Sunday, December 12, 2010

rest.

sometimes we get so busy. with life. and all that comes with it. we fill our days with things. good things even. we run here and we dash there, trying to stay standing on top of this wildly spinning world. and then Christmas comes. and we take a deep breath and run a little harder, a little faster. trying to be superhuman.

it seems to me that it just isn't right. like this isn't how we were made to operate. sure... we can, but it just... it just doesn't seem.... right. it seems like we miss out. it seems like you can't stop to smell the flowers when you're running.

and I can't help but wonder if getting sick or getting stuck somewhere or a multitude of other things may be gentle and helpful reminders to slow down .... and it's maybe hard to define what "slowing down" needs to look like....

I like to be busy. but it needs to be a right kind of busy and I think that the world around me has a different opinion than me of what busy should look like. I guess it's simply a matter of right prioritizing. I mean, I like to work. it keeps me busy (insert smile here)... and I get to make money... and I get to do things I really enjoy even. it feels like I'm cheating the system. so... work is good.

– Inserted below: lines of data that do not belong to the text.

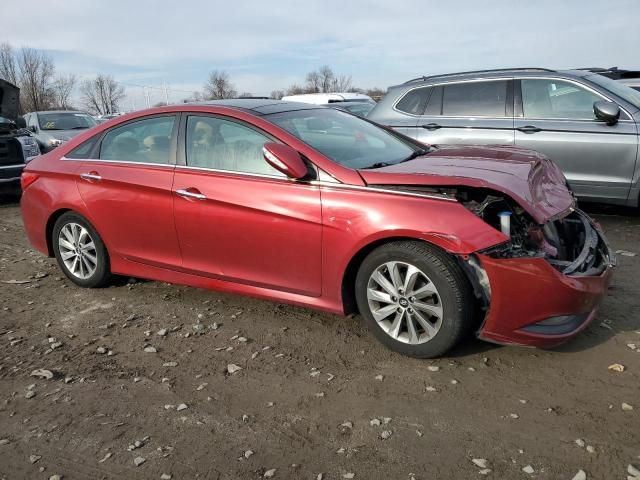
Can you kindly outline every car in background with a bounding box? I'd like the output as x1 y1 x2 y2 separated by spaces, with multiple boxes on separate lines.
618 78 640 92
282 92 376 117
367 68 640 206
0 79 40 187
21 100 614 357
579 67 640 91
24 110 97 153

but, I need to not feel guilty for not working much more than I need to. I don't prove that I'm a better person by working 60 hour weeks (and I'm not doing that right now... don't worry). it's alright to have a day off and just do things that I enjoy doing. crazy, I know.

and it's not just work. it's all the other little things. and before you know it, you don't have time for laundry or crafting or writing or shopping... let alone a quiet time.

I'm not burnt out. not this time. but I am sick. and I don't have to work tomorrow. so. I may not. I might just take it easy. do those little errands and chores I've been neglecting. but also, do those things I enjoy. and miss. take some time to think. and smell the flowers....

... and not even feel guilty about it.

Tuesday, December 7, 2010

too short and too long.


it's been too long since I've posted. I've missed it.

life is full. in a thanksgiving dinner sort of way.

it's late, and I'm going to go to bed very soon, so this won't be long. even if it should be.

I'm leaving soon. and suddenly, my time here seems far too short. drat.

I'm afraid I'll have to expand on this thought at a later time. when brain cells are present.

I guess I just wanted to remind myself how to do this whole "blog" thing.

goodnight. sweetest of dreams to you!